There are many causes of clinical death such as suffocation, asphyxiation, drowning, injuries, poisoning, and anaphylaxis.
Responding to clinical death early enough and performing proper rescue techniques renders the best chance of preventing biological death from taking place.
As potential rescuers we must never assume someone is biologically dead. Why? Because it isn't possible to know without proper testing, which is done by a medical doctor. Even paramedics are not permitted to pronounce someone dead, they must continue their rescue efforts until the patient is taken to the hospital and the ER physician takes over.
Having said that, there are some obvious exceptions; if a body has begun decomposing, or if there is decapitation, then it is more than obvious that that person is both clinically and biologically dead.
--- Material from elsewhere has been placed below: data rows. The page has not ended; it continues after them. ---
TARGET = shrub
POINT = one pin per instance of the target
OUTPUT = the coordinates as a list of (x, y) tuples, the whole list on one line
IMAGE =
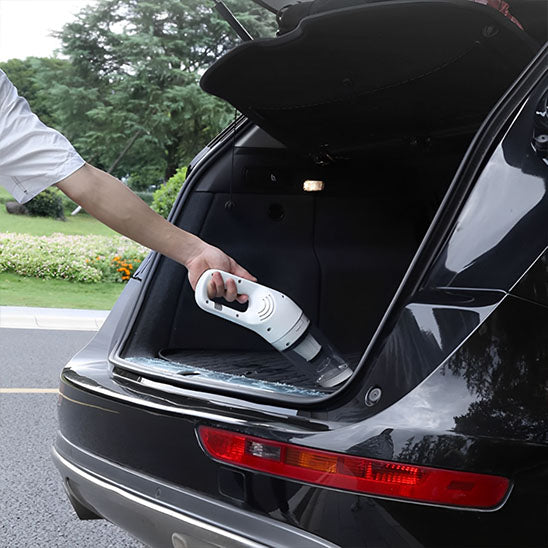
[(147, 197), (47, 204), (164, 197), (78, 258), (146, 177)]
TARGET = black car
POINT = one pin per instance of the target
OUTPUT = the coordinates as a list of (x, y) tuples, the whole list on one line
[(389, 175)]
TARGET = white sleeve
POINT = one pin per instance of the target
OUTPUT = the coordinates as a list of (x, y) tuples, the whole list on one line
[(32, 155)]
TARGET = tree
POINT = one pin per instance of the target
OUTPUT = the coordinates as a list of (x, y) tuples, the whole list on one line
[(135, 71)]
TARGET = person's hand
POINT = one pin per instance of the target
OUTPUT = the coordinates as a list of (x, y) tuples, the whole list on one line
[(208, 257)]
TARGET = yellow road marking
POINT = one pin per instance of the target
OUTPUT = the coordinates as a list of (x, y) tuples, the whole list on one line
[(29, 390)]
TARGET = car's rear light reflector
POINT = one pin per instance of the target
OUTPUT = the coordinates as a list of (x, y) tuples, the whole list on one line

Rescue efforts should include;
- Controlling of severe bleeding as best as possible.
- Performing CPR.
- Administering AED.
- Keeping the person warm and treating for shock.
Brain Damage Timeline
Once someone has stopped breathing they have about 4-6 minutes until some brain damage begins to occur. At around 6-10 minutes some brain damage is likely. And, generally speaking, after 10 minutes, irreversible brain damage is almost certain. However, as mentioned earlier, there's no way to know with certainty so don't assume and stop rescue efforts.
Under special circumstances, such as severe hypothermia, biological death may be delayed. This is more likely with children.
Again, never assume someone is beyond help. Never stop your rescue attempts until paramedics arrive and they tell you to stop. Pronouncing someone dead should only be done by a medical doctor or coroner.